Nigerian philanthropist

Tobore Oborevwori (born February 5, 1970) is a Nigerian philanthropist and policy advocate.She has been the First Lady of Delta State since May 2023 as the wife of its current governor, Sheriff Oborevwori.

==Early life and education==
Tobore Oborevwori was born in Lagos Local Government Area of Lagos, Nigeria to Christopher Ogi and Agnes Alere, Christian family.

She attended Otovwodo Primary School in Ughelli, and enrolled as a vocational student at St. Ita's Girls Grammar School in Sapele, Delta State.

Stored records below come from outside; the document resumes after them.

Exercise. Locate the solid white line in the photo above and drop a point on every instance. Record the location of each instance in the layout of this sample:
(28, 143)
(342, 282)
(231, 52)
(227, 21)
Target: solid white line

She graduated from Delta State University, Abraka, where she obtained a bachelor's degree in sociology in 2010.

Tobore Oborevwori is married to Sheriff Oborevwori who she first met decades ago. They have five children.

== Philanthropy ==
Oborevwori launched You Matter Charity Foundation, a non-governmental organization which aims at solving needs of individuals with autism and other vulnerable members of the community.